All the sound and fury emanating from the nation’s politicians over the first criminal indictment of a former U.S. president illuminates the degree to which polarization has taken a toll in recent years.

For his part, Donald Trump is attempting to bask in the limelight of the controversy he calls a “witch hunt” as he launches a 2024 Oval Office run. And legally speaking, there is no constitutional barrier for even a convicted felon — at least on charges at the state level — to serve as chief executive. It has been attempted before: Eugene V. Debs in 1920 ran from prison while serving time over World War I protests, and Lyndon LaRouche ran repeatedly in the 1990s and 2000s after being jailed for defrauding the IRS. Also, currently jailed Joe Exotic has announced his own 2024 presidential bid.

Trump commands enough support to be a player in the next election. But while many Republicans — even those who favored his economic and foreign policies if not his rhetoric — silently wish he would just go away, the party faithful overwhelmingly view the New York indictment for falsifying business records as politically motivated, perhaps even flawed. Even the former president’s most vocal GOP critics, including former Vice President Mike Pence, Florida Gov. Ron DeSantis and Utah Sen. Mitt Romney, have roundly criticized the effort to prosecute the man the Democrats love to hate.

Many top Democrats, including President Biden, mostly avoid the subject. Having been on the other side of GOP-led probes into his own family’s activities, Biden may harbor feelings of there but for the grace of who’s in charge goes his own fate.

Three presidents — Andrew Johnson, Bill Clinton and Trump (twice) — have been impeached. None was convicted.

History is rife with presidential foibles. One sitting president, Ulysses S. Grant, received a $20 ticket for racing his horse through the Washington streets in 1872. In their impetuous youth George W. Bush was ticketed for DUI in 1976 (later allegations of drug violations were phony) and both Bill Clinton and Barack Obama admitted to illegal marijuana use.

Richard Nixon memorably was the subject of the Watergate investigation that led to his resignation. The pardon from President Ford made moot the possibility of facing criminal charges.

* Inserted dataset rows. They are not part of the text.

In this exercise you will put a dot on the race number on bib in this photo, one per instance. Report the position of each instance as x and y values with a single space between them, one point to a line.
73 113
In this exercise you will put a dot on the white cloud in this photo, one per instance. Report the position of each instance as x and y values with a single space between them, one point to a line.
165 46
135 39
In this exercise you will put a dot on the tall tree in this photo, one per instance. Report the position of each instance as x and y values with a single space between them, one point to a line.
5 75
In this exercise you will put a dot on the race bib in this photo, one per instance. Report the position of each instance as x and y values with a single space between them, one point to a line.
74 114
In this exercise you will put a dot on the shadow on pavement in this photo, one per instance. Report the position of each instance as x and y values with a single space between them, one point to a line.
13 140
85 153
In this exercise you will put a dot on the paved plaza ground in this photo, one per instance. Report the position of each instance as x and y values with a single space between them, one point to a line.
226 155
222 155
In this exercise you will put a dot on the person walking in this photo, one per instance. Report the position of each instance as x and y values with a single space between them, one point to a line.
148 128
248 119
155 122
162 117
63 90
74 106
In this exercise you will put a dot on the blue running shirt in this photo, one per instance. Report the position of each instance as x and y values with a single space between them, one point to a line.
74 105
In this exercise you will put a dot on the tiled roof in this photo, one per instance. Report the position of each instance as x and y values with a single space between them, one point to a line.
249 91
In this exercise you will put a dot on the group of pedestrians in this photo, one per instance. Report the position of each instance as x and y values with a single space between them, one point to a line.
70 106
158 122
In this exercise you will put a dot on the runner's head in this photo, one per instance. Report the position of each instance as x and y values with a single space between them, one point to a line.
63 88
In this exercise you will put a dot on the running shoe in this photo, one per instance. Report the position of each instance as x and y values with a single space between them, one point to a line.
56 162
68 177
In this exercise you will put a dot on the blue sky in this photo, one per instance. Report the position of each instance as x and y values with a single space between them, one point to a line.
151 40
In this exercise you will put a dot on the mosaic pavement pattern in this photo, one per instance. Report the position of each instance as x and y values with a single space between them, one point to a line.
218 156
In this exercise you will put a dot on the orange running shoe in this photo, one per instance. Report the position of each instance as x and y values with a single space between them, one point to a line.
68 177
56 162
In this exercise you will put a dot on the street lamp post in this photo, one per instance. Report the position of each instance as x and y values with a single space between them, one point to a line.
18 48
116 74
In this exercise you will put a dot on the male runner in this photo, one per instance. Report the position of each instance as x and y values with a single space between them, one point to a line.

Clinton’s Arkansas law license was suspended for five years amid the Monica Lewinsky flap. Warren G. Harding died in office while the infamous Teapot Dome scandal was unfolding. And the Bobby Baker probe, which potentially could have ended Lyndon Johnson’s vice presidency, was sidetracked by President Kennedy’s 1963 assassination.

Trump’s payoff of porn star Stormy Daniels in 2016 over an alleged tryst is hardly unique. An endless line of individuals, from Grover Cleveland to Harding to Kennedy, come to mind.

We’ll see whether prosecutor Alvin Bragg can tie one felony indictment to 33 other alleged crimes, besides overcoming the statute of limitations.

But the vitriol keeps getting worse. Certainly Trump’s egomania has done little to alleviate the trend.